Gold, Platinum Prices Rise in N.Y. as Weak Dollar Boosts Demand

Gold rose, capping its first weekly gain in a month, as a declining dollar boosted demand from investors seeking an alternative. Platinum and palladium also gained, while silver fell.

The dollar lost as much as 1.1 percent against the euro today, heading for a second weekly decline, as U.S. unemployment climbed last month to the highest rate since 1994, indicating the financial crisis is taking its toll. Gold generally moves in the opposite direction of the U.S. currency.

''Gold came up this morning on the euro strength,'' said Frank McGhee, the head metals dealer at Integrated Brokerage Services in Chicago. Gold will be ''bullish'' in the long term as inflation accelerates, he said.

Gold futures for December delivery climbed $2, or 0.3 percent, to $734.20 an ounce on the Comex division of the New York Mercantile Exchange. The price advanced 2.2 percent for the week, the first gain for a most-active contract since the five days ended Oct. 10.

The dollar dropped 0.2 percent to trade at $1.2746 per euro, after earlier touching $1.285. The 15-nation European currency was headed for a second straight weekly gain against the dollar after rising 0.8 percent last week.

''Gold will go up, because it is the only money you can trust,'' Michael Martin, a trader at R.F. Lafferty Inc. in New York, said today in an e-mailed note.

Gold reached a record $1,033.90 an ounce in March as the euro headed for an all-time high against the dollar in July.

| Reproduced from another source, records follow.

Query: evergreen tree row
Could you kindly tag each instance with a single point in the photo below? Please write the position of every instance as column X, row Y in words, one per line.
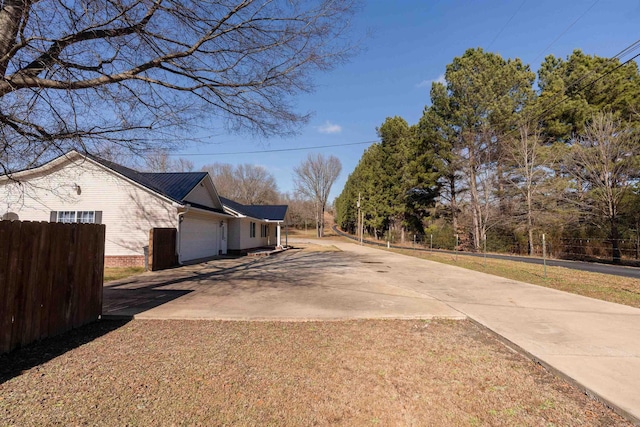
column 501, row 156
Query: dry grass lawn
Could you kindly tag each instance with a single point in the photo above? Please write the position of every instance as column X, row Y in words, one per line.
column 285, row 374
column 621, row 290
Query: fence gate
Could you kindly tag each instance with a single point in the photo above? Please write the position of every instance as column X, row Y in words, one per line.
column 162, row 248
column 50, row 279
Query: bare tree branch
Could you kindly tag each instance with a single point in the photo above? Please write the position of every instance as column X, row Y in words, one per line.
column 79, row 72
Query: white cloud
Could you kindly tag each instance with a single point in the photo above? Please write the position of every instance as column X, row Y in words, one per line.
column 427, row 83
column 329, row 127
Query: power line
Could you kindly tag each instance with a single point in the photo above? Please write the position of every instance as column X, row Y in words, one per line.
column 565, row 31
column 587, row 85
column 277, row 150
column 506, row 24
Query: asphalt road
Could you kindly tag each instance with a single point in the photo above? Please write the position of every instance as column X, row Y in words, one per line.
column 616, row 270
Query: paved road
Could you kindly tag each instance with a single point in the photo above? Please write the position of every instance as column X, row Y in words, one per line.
column 616, row 270
column 591, row 342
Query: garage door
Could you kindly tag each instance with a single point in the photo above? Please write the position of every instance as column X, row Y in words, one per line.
column 199, row 238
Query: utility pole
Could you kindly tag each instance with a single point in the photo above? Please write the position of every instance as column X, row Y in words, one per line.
column 359, row 235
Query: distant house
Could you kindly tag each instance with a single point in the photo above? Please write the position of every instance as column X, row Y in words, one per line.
column 79, row 187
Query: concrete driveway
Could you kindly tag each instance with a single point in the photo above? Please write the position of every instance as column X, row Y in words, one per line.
column 319, row 281
column 590, row 342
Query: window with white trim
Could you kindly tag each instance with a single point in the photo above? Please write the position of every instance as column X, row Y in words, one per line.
column 83, row 217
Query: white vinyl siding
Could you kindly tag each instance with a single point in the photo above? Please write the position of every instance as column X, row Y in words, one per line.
column 128, row 211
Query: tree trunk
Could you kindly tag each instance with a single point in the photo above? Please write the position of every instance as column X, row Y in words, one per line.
column 454, row 203
column 475, row 208
column 615, row 242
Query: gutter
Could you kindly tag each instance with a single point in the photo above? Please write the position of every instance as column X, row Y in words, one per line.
column 182, row 210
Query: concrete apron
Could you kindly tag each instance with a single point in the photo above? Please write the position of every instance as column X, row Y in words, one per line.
column 592, row 343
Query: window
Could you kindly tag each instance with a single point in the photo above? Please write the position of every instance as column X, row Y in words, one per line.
column 83, row 217
column 66, row 216
column 86, row 217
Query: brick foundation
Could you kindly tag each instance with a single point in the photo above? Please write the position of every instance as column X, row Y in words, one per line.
column 124, row 261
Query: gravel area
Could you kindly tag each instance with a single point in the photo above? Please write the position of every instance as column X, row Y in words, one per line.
column 382, row 372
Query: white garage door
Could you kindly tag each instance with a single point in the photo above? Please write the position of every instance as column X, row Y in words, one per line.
column 199, row 238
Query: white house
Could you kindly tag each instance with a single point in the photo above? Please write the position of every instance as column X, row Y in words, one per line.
column 79, row 187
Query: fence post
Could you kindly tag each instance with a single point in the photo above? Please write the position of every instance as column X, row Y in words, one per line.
column 456, row 248
column 485, row 251
column 544, row 255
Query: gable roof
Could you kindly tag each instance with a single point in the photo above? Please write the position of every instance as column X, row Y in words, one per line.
column 263, row 212
column 173, row 185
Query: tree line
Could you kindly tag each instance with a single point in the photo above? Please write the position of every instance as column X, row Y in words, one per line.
column 503, row 155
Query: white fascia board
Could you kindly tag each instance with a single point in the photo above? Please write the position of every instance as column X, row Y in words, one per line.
column 51, row 164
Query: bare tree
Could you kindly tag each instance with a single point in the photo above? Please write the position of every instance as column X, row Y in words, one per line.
column 161, row 161
column 301, row 211
column 605, row 159
column 89, row 74
column 247, row 184
column 527, row 173
column 313, row 180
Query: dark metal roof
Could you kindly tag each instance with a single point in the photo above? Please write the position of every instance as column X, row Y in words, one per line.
column 173, row 185
column 265, row 212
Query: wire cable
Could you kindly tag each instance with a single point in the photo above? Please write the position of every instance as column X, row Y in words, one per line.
column 276, row 150
column 565, row 31
column 506, row 24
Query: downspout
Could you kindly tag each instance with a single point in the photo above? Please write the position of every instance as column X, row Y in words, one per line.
column 185, row 208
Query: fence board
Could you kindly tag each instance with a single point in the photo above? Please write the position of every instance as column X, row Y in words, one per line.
column 50, row 279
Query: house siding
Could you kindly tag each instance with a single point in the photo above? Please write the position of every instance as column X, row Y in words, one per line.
column 128, row 211
column 240, row 237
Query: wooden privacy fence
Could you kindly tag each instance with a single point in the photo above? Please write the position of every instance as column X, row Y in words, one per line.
column 162, row 248
column 51, row 278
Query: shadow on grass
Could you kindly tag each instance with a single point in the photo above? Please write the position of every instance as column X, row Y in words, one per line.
column 15, row 363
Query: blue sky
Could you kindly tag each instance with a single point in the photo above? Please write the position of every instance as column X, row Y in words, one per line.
column 407, row 45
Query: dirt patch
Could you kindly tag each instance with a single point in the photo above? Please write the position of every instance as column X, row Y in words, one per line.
column 271, row 373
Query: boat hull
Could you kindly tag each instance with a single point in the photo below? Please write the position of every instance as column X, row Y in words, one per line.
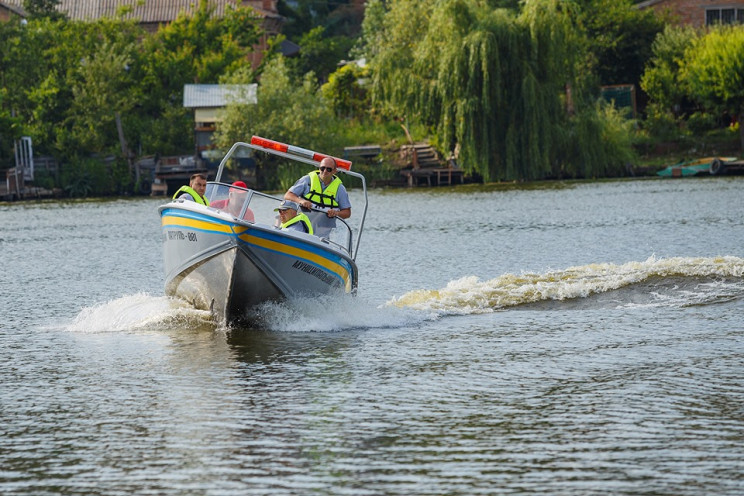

Silver futures for December delivery fell 9.2 cents, or 0.9 percent, to $9.963 an ounce on the Comex. That leaves the metal up 2.4 percent for the week.

Silver Outlook

Silver will outperform gold as a hedge against inflation, investor Jim Rogers said in an interview on Nov. 3. Silver is down 33 percent this year, while gold has fallen 12 percent.

''It's been beaten down horribly,'' said Rogers, the chairman of Singapore-based Rogers Holdings. ''If you put a gun to my head and said you have to buy one, I would buy silver rather than gold.''

Silver futures may ''spike higher'' to $22 an ounce in the next six months, Carlos Sanchez, associate director of research at CPM Group, said in an interview in China's southern Haikou city.

Anglo Platinum Ltd., the world's biggest producer of the metal, said it is still supplying customers from its Polokwane smelter in South Africa after an accident on Nov. 5. The company said the incident at the plant, 200 miles (322 kilometers) north of Johannesburg, may cut output by as much as 200,000 ounces this year.

Platinum futures for January delivery rose $13.70, or 1.6 percent, to $852 an ounce on the Nymex. December palladium was up $1.40, or 0.6 percent, to $224 an ounce in New York.